By Thierry Nicault, Area Vice President – Middle East and North Africa, Salesforce
Like all of our innovations, we are embedding ethical guardrails and guidance across our products to help customers innovate responsibly — and catch potential problems before they happen.
Given the tremendous opportunities and challenges emerging in this space, we’re building on our Trusted AI Principles with a new set of guidelines focused on the responsible development and implementation of generative AI.
We are still in the early days of this transformative technology, and these guidelines are very much a work in progress — but we’re committed to learning and iterating in partnership with others to find solutions.
Below are five guidelines we’re using to guide the development of trusted generative AI, here at Salesforce and beyond.
Accuracy: We need to deliver verifiable results that balance accuracy, precision, and recall in the models by enabling customers to train models on their own data. We should communicate when there is uncertainty about the veracity of the AI’s response and enable users to validate these responses. This can be done by citing sources, explainability of why the AI gave the responses it did (e.g., chain-of-thought prompts), highlighting areas to double-check (e.g., statistics, recommendations, dates), and creating guardrails that prevent some tasks from being fully automated (e.g., launch code into a production environment without a human review).

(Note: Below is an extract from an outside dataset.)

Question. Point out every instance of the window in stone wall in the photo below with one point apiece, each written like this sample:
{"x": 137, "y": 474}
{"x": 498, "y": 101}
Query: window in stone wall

Safety: As with all of our AI models, we should make every effort to mitigate bias, toxicity, and harmful output by conducting bias, explainability, and robustness assessments, and red teaming. We must also protect the privacy of any personally identifying information (PII) present in the data used for training and create guardrails to prevent additional harm (e.g., force publishing code to a sandbox rather than automatically pushing to production).
Honesty: When collecting data to train and evaluate our models, we need to respect data provenance and ensure that we have consent to use data (e.g., open-source, user-provided). We must also be transparent that an AI has created content when it is autonomously delivered (e.g., chatbot response to a consumer, use of watermarks).
Empowerment: There are some cases where it is best to fully automate processes but there are other cases where AI should play a supporting role to the human — or where human judgment is required. We need to identify the appropriate balance to “supercharge” human capabilities and make these solutions accessible to all (e.g., generate ALT text to accompany images).
Sustainability: As we strive to create more accurate models, we should develop right-sized models where possible to reduce our carbon footprint. When it comes to AI models, larger doesn’t always mean better: In some instances, smaller, better-trained models outperform larger, more sparsely trained models.